This month we mourned the passing of this mighty oak, one of the original trees planted on Duke’s West Campus. It was all the buzz in the sociology-psychology building. Sadly, no one could recall the tree’s name. We’ll have to give it the posthumous name of a dead social scientist.
Apparently the tree was terminal, suffering from a deadly fungus, discovered with the aid of sonic tomography. A tomograph is a technology that produces a cross-sectional image of a three dimensional object. In the case of a tooth, or a tree, it lets you see the rot that might not be apparent from the outside. I’ve heard that a lot of the “city” trees in Durham have a lifespan of around 80 years, so I’m not surprised that Duke was monitoring these. West Campus construction started in the 1920s.
All week we watched with fascination and a little sadness as crews worked with a with a giant crane, hoisting huge pieces of the tree over the building into the parking lot on the other side.
By Friday afternoon there was nothing left but a jagged stump.
Although the tree was gone, Duke promised that the good wood from the tree would be repurposed for use at the University and in the Durham community. Soon an e-mail circulated that there were tree cookies available for interested staff. At first I salivated on my keyboard, thinking of the Keebler Elves and their yummy confections. Then I remembered that I’d seen a one a long time ago in a science class. The teacher had shown us a tree cookie–a cross section of a stump or branch–to illustrate how trees grow. I remember counting the rings to figure out how long the tree had lived.
Last week I got the word that there was a tree cookie with my name on it. As I made the rounds, there seemed to be a cookie in every office. Bob Jackson proudly displays his cookie below.

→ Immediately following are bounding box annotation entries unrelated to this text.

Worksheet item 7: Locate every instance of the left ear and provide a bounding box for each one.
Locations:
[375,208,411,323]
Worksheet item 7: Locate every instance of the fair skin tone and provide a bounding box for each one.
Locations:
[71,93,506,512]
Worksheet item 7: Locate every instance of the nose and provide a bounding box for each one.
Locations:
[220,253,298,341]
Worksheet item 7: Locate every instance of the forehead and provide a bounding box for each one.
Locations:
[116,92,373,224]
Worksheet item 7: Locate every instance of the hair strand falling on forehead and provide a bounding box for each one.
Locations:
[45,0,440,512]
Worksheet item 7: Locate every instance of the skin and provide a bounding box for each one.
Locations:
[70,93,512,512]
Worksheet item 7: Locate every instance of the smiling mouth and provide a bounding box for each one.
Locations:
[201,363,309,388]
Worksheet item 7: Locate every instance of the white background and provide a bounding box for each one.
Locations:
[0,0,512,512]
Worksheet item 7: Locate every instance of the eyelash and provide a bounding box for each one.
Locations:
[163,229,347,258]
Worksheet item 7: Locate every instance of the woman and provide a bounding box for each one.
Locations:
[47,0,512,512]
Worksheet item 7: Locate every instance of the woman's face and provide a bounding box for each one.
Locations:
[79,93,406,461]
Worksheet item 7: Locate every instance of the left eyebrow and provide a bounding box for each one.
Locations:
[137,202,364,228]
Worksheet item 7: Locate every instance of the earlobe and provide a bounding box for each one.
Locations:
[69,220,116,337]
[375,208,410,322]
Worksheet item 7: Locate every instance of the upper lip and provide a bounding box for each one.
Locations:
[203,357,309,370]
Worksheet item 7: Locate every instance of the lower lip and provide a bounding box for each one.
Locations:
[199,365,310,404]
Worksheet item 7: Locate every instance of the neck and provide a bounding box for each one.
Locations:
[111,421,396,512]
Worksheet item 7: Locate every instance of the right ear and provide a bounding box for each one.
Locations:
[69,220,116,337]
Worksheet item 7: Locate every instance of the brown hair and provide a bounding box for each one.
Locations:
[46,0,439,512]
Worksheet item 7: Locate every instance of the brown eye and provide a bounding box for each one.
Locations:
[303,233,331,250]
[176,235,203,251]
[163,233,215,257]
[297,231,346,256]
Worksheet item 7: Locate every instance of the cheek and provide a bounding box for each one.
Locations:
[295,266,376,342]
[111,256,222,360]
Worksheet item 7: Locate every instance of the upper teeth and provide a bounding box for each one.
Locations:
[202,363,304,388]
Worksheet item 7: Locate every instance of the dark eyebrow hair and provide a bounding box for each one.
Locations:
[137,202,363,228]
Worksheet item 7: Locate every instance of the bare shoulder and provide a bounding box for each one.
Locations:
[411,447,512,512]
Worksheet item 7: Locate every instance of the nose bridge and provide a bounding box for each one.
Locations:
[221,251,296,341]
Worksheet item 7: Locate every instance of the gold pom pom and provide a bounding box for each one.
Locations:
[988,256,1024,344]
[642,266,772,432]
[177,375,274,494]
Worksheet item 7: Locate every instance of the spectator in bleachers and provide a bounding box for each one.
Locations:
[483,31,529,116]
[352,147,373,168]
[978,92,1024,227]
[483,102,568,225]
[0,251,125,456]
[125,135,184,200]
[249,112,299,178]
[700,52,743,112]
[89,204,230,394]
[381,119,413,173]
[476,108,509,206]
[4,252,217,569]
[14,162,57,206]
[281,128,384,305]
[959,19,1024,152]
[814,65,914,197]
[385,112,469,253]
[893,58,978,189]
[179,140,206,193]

Call me master of the obvious, but this week I’ve been thinking about our attachments to trees and all the reasons we love them–their beauty, their majesty, the cool shade that they provide. Folks on one side of the building have suddenly found that their offices are a lot brighter. It’s sad to think that something that was planted when West Campus was just being built from what was Rigsbee Farm is now no more. Feeling a little sentimental, I started waxing poetic, going back to my favorite nature-poet, Robert Frost. Pausing for a second, I looked down at my desk to realize that I had been using my tree cookie as a coaster. Feeling just a little bit guilty, I wiped off the wetness and placed my cookie next to the window.